An international research team has proposed a perovskite solar cell architecture incorporating a thin tetraphenyl-porphine zinc interfacial layer to enhance surface potential, passivate defect states, and improve charge transport. The strategy leads to improved device efficiency and operational stability, enabling power conversion efficiencies exceeding 13%.
An international group of researchers has proposed a novel device design that enhances the surface potential of cesium lead iodide bromide (CsPbIBr₂) perovskite solar cells by depositing a thin layer of tetraphenyl-porphine zinc (TPP-Zn) onto the active layer.
Regular CsPbIBr₂ devices are well regarded for their superior operational stability compared to many other inorganic perovskite compositions, owing to their robust crystal lattice, reduced sensitivity to moisture, and improved thermal resilience.
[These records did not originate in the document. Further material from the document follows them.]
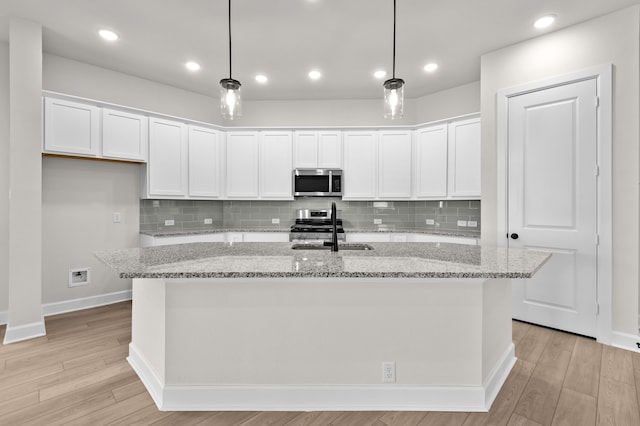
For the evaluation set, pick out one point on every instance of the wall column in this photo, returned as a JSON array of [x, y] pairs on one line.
[[25, 181]]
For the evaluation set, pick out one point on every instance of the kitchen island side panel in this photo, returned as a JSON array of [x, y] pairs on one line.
[[148, 326], [324, 332]]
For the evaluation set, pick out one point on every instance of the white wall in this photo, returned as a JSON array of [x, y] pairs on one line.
[[610, 39], [4, 177], [461, 100], [79, 79], [334, 113], [78, 202]]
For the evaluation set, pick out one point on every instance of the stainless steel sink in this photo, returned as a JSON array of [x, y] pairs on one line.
[[343, 246]]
However, their practical application is still constrained by relatively low power conversion efficiencies, primarily linked to interfacial charge recombination and limited charge extraction.
“The novelty of this work lies in introducing a TPP-Zn interfacial layer to effectively modulate the surface potential and passivate trap states in all-inorganic wide-bandgap CsPbIBr2 perovskite solar cells,” corresponding author M. Bilal Faheem told pv magazine.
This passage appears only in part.